Flexi Quad Tan
As a quadrilateral Q is deformed (keeping the edge lengths constnt)
the diagonals and the angle X between them change. Prove that the
area of Q is proportional to tanX.
Consider any convex quadrilateral $Q$ made from four rigid rods
with flexible joints at the vertices so that the shape of $Q$ can
be changed while keeping the lengths of the sides constant. If the
diagonals of the quadrilateral cross at an angle $\theta$ in the
range $(0 \leq \theta < \pi/2)$, as we deform $Q$, the angle
$\theta$ and the lengths of the diagonals will change.
Using the results of the two problems on quadrilaterals
Diagonals for Area and
Flexi Quads prove that the area of $Q$ is proportional to
$\tan\theta$.
Combine the result from the problem Flexi Quad Areas that the area $A(Q) = {\textstyle{1\over 2}}d_1d_2\sin\theta$ with the definition of the scalar product and use the result from the problem Flexi Quads that the scalar product of the diagonals is constant.
Well done Shu Cao of the Oxford High School for girls for producing this nice solution so promptly.

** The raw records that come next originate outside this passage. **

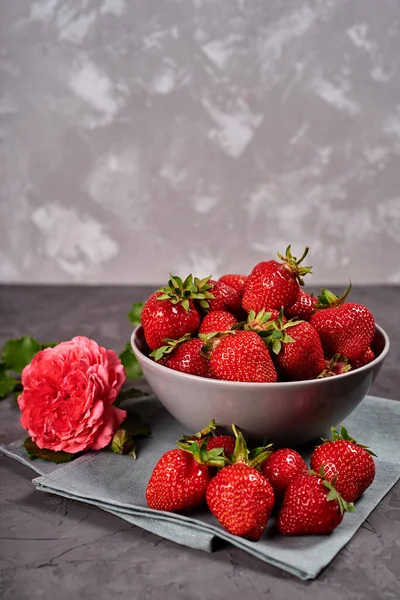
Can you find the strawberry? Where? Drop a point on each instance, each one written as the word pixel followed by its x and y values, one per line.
pixel 224 298
pixel 237 282
pixel 239 496
pixel 227 442
pixel 187 358
pixel 170 311
pixel 298 355
pixel 242 356
pixel 351 464
pixel 217 320
pixel 273 285
pixel 262 320
pixel 181 476
pixel 303 308
pixel 311 505
pixel 281 467
pixel 336 366
pixel 368 357
pixel 345 328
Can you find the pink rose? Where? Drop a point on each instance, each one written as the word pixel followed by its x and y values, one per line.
pixel 68 395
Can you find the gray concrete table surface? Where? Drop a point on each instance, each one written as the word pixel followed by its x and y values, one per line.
pixel 51 547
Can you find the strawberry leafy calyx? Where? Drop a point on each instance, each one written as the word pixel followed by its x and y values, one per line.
pixel 333 493
pixel 211 341
pixel 178 291
pixel 328 299
pixel 345 436
pixel 276 334
pixel 169 346
pixel 336 366
pixel 241 454
pixel 211 458
pixel 205 433
pixel 293 264
pixel 257 322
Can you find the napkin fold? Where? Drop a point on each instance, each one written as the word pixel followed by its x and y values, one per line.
pixel 117 484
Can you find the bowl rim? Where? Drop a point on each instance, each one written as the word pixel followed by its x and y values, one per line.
pixel 255 384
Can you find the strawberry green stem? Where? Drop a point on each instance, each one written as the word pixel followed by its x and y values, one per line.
pixel 211 458
pixel 256 458
pixel 292 264
pixel 333 493
pixel 344 435
pixel 328 299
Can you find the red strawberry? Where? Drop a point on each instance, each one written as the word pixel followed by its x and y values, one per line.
pixel 303 309
pixel 273 285
pixel 225 298
pixel 180 478
pixel 187 358
pixel 161 319
pixel 217 320
pixel 311 505
pixel 281 467
pixel 297 350
pixel 227 442
pixel 344 328
pixel 349 462
pixel 368 357
pixel 239 496
pixel 336 366
pixel 170 312
pixel 261 321
pixel 242 356
pixel 237 282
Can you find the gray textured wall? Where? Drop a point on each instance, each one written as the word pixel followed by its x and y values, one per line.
pixel 139 137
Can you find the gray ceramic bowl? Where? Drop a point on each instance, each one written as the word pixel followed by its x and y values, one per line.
pixel 289 413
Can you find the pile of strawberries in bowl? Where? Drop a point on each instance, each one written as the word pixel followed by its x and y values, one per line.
pixel 242 488
pixel 257 328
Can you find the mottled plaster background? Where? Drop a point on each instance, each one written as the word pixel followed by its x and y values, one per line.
pixel 139 137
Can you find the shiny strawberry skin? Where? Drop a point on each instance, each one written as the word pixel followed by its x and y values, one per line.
pixel 303 358
pixel 161 319
pixel 187 358
pixel 270 285
pixel 227 442
pixel 347 329
pixel 242 356
pixel 354 467
pixel 235 281
pixel 281 467
pixel 217 320
pixel 241 498
pixel 305 509
pixel 178 482
pixel 225 298
pixel 368 357
pixel 303 309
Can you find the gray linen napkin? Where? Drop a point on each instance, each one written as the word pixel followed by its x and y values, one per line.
pixel 117 484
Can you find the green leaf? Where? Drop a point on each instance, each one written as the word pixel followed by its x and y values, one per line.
pixel 129 361
pixel 34 452
pixel 135 312
pixel 277 335
pixel 276 346
pixel 18 353
pixel 7 381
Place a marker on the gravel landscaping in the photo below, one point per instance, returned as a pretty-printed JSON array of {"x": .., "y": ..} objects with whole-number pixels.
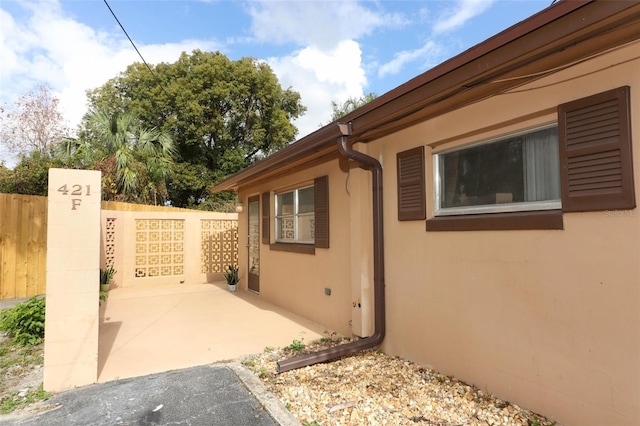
[{"x": 372, "y": 388}]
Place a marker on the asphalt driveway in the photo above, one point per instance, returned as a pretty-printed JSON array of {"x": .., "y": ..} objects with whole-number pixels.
[{"x": 221, "y": 394}]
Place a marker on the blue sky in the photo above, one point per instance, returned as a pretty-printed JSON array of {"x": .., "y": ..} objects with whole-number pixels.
[{"x": 326, "y": 50}]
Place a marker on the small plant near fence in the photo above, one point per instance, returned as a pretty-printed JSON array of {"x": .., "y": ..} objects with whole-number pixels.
[{"x": 25, "y": 321}]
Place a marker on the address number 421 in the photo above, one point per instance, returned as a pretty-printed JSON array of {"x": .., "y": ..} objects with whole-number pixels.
[{"x": 75, "y": 189}]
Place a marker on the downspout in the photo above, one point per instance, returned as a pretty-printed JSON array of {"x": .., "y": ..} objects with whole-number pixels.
[{"x": 374, "y": 340}]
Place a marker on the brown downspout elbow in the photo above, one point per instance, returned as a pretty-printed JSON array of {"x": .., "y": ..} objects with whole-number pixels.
[{"x": 374, "y": 340}]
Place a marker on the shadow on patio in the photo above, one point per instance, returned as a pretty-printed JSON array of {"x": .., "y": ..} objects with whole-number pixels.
[{"x": 150, "y": 330}]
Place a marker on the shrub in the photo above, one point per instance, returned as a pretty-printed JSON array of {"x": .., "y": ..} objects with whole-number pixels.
[{"x": 25, "y": 321}]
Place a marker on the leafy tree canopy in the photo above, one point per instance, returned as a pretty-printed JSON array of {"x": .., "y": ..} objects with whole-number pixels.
[
  {"x": 135, "y": 161},
  {"x": 340, "y": 110},
  {"x": 222, "y": 115}
]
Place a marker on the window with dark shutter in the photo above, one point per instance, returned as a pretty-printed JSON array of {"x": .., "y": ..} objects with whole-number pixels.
[
  {"x": 321, "y": 205},
  {"x": 266, "y": 210},
  {"x": 411, "y": 185},
  {"x": 595, "y": 152}
]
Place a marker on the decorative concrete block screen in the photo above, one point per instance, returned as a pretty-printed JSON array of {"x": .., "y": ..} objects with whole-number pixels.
[
  {"x": 168, "y": 247},
  {"x": 110, "y": 242},
  {"x": 219, "y": 239},
  {"x": 159, "y": 247}
]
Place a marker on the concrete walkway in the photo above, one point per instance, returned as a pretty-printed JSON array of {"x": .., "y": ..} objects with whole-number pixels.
[{"x": 155, "y": 329}]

Consider any convex quadrilateral $Q$ made from four rigid rods with flexible joints at the vertices so that the shape of $Q$ can be changed while keeping the lengths of the sides constant. If the diagonals of the quadrilateral cross at an angle $\theta$ in the range $(0 \leq \theta < \pi/2)$, as we deform $Q$, the angle $\theta$ and the lengths of the diagonals will change and we have to prove that the area of of $Q$ is a constant multiple of $\tan \theta $.
Notation: Let $|{\bf x}|$ mean the scalar quantity of vector ${\bf x}$ and the area of $Q$ be represented by $S$.
In the problem Diagonals for Area it was shown that the area of a quadrilateral is given by half the product of the lengths of the diagonals multiplied by the sine of the angle between the diagonals: $$S = {\textstyle{1\over 2}}|{\bf d_1}| \times |{\bf d_2}|\sin \theta.$$ From the definition of the scalar product $$|{\bf d_1}| \times |{\bf d_2}| = {{\bf d_1}\cdot {\bf d_2} \over \cos \theta }.$$ So $$S = {\textstyle{1\over 2}}{{\bf d_1}\cdot {\bf d_2}\sin \theta \over \cos \theta } = {\textstyle{1\over 2}}{\bf d_1}\cdot{\bf d_2}\tan \theta.$$ As shown in the problem Flexi Quads, the scalar product of the diagonals is constant i.e. $$2{\bf d}_1 \cdot{\bf d}_2 = {\bf a}_2^2+{\bf a}_4^2-{\bf a}_1^2-{\bf a}_3^2.$$ As ${\bf a_1, a_2, a_3, a_4}$, the lengths of the sides of the quadrilateral, all remain constant, hence ${\bf d}_1 \cdot {\bf d}_2$ remains constant. Hence the area of the quadrilateral $Q$ is a constant multiple of $\tan \theta$ and so it is proportional to $\tan \theta $.